One of the puzzles of much right-wing Catholic resistance to gay people and gay rights in the U.S.—and a significant indicator of the great extent to which this resistance has imbibed evangelical Protestant viewpoints that have little to do with a Catholic worldview—is the almost total lack of awareness of those on the attack about how significantly they are violating the communitarian ethic of the church they claim to defend.  Hospitality to strangers is a core Judaeo-Christian value, one  constantly upheld in the Catholic tradition as a strong moral imperative, an overriding imperative for the behavior of Catholic communities of faith.

The clear signal of unwelcome that right-wing American Catholics intend to give their gay brothers and sisters—you’re sick and not wanted here; join a liberal church that accepts the likes of you—runs absolutely counter to some of the most significant things that the Catholic worldview wants to affirm, and that Catholic apologists want to claim as marks of Catholic distinctiveness.  The rabid, mean-spirited shoving of gays and lesbians to the social and ecclesial margins by members of the Catholic right violates the communitarian ethic of Catholicism in the most egregious way possible, and radically undercuts what Catholics want to proclaim about the significance of the sacrament of Communion.

And as all of this goes on—and as the Catholic bishops of the U.S. continue to be silent about it (because gays are, after all, enemies of the church, and showing any concern for them is abetting the enemy)—here’s what continues to roll forth against gay and lesbian human beings, in the real world in which we all live.

Here’s some of the stuff we who are gay and lesbian have to contend with right now, from the mouths of people who claim to speak for God:

1.    In his recently published book Gesprekken met Monseigneur Léonard (Conversations with Archbishop Léonard), Archbishop André-Joseph Léonard, who was appointed by Pope Benedict last January as the Catholic primate of Belgium, states that the worldwide AIDS epidemic is a “matter of eminent justice”—that is, AIDS is God’s and nature’s punishment of gays for their dissolute lifestyles.

2.    And Cindy Jacobs, who describes herself as a Christian prophet, and who heads the influential Generals International movement with her husband Make, has issued a call to prayer for God’s “blood-covered justice and judgments” to fall on all Americans who entertain the cause of the “minority homosexuality community,” a cause she reduces to gay attempts to infiltrate schools.

Many Catholics—certainly those of the center, but also even many of those on the right who vehemently oppose welcome of gays in church and society—would claim that they see a large difference between what the Catholic church is now saying and doing to gay citizens of the land and its gay members ,and what folks like Cindy Jacobs would like to see done.

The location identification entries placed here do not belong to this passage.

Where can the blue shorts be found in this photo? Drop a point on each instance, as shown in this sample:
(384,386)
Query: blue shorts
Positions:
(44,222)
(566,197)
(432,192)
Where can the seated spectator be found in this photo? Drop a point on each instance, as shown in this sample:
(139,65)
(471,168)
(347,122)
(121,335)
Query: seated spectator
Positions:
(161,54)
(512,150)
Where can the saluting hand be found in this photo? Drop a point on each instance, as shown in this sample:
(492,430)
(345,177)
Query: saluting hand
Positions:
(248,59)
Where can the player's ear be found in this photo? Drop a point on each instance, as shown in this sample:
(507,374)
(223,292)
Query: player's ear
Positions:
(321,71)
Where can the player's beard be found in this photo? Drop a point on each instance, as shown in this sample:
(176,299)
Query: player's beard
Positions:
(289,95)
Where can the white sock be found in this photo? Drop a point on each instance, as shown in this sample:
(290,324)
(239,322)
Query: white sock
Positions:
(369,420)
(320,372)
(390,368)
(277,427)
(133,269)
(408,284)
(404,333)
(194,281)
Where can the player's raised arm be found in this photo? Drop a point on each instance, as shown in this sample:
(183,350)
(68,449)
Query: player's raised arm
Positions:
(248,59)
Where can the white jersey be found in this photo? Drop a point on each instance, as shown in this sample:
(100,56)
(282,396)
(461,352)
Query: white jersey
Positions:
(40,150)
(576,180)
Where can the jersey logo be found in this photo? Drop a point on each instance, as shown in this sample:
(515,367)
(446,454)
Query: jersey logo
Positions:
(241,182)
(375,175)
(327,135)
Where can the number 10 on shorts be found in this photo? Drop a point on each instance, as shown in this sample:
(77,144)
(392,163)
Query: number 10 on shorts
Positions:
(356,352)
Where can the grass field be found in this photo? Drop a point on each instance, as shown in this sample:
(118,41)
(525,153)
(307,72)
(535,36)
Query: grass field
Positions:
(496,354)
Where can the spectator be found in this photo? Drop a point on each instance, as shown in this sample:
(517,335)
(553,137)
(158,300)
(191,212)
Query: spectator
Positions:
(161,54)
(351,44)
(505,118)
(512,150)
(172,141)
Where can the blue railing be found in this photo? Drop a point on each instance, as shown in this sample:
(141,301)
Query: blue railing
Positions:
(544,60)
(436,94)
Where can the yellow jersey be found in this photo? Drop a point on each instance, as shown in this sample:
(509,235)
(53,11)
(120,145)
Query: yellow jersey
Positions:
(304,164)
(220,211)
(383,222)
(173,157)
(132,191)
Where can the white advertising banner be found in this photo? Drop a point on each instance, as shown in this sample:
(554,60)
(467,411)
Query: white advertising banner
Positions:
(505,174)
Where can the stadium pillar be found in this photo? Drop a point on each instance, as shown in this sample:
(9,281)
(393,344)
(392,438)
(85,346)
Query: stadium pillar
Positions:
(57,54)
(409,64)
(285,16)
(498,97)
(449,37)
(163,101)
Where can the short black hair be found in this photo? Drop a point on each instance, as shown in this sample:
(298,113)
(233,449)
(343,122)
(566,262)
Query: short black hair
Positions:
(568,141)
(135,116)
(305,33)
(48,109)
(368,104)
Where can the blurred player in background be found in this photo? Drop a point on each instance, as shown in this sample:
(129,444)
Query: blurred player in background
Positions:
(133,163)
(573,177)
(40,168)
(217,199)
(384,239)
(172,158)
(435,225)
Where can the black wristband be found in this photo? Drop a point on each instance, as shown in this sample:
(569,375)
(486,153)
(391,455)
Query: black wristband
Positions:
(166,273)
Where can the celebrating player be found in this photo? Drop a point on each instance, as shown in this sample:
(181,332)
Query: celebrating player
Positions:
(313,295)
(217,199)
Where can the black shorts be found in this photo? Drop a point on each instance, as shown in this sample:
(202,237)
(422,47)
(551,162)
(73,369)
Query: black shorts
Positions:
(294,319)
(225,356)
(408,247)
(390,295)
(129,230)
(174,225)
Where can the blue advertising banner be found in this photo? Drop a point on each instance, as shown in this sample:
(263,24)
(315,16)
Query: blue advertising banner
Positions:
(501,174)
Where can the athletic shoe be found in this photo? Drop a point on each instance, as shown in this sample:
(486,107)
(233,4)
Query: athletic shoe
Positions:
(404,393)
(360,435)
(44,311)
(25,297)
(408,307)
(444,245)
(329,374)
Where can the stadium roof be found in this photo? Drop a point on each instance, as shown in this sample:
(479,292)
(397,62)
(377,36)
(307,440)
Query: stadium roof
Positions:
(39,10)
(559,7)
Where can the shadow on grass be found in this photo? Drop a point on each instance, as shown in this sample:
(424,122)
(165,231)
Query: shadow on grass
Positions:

But I confess that, as the bishops remain stubbornly, deliberately silent about the homophobia that runs rampant through the Catholic church in the U.S., and as one suicide after another of gay youths gains national attention, I don’t see much difference at all.  And it is hard to imagine that a religious tradition with the intellectual breadth and rich heritage of Catholicism would bring itself to this point, to this moral no-exit.

But this is precisely the moral and intellectual dead end into which the current crop of bishops have led the Catholic church in the U.S.—at the behest of the Vatican itself.  And the situation is not going to change until Catholics of the center become alarmed enough about the significant erosion taking place in their church’s moral authority in the public square due to its savage treatment of gays and lesbians that they begin to push back.